* [PATCH] Btrfs: fix directory inconsistency after fsync log replay
@ 2015-01-06 20:20 Filipe Manana
2015-01-10 10:56 ` [PATCH v2] " Filipe Manana
0 siblings, 1 reply; 2+ messages in thread
From: Filipe Manana @ 2015-01-06 20:20 UTC (permalink / raw)
To: linux-btrfs; +Cc: Filipe Manana
If we have an inode (file) with a link count greater than 1, remove
one of its hard links and, fsync the inode, power fail/crash and
then replay the fsync log on the next mount, we end up getting the
parent directory's metadata inconsistent - its i_size still reflects
the deleted hard link. This prevents the directory from ever being
deletable, as its i_size can never decrease to BTRFS_EMPTY_DIR_SIZE
even if all of its children inodes are deleted.

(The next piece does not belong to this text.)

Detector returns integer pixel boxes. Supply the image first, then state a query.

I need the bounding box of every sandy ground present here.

This is easy to reproduce with the following excerpt from a test case
for xfstests that I just made (and it passes with xfs and ext4):
mkdir $SCRATCH_MNT/testdir
echo "hello world" > $SCRATCH_MNT/testdir/foo
ln $SCRATCH_MNT/testdir/foo $SCRATCH_MNT/testdir/bar
# Make sure all metadata and data are durably persisted.
sync
# Now remove one of the hard links and fsync the inode.
rm -f $SCRATCH_MNT/testdir/bar
$XFS_IO_PROG -c "fsync" $SCRATCH_MNT/testdir/foo
# Simulate a crash/power loss. This makes sure the next mount
# will see an fsync log and will replay that log.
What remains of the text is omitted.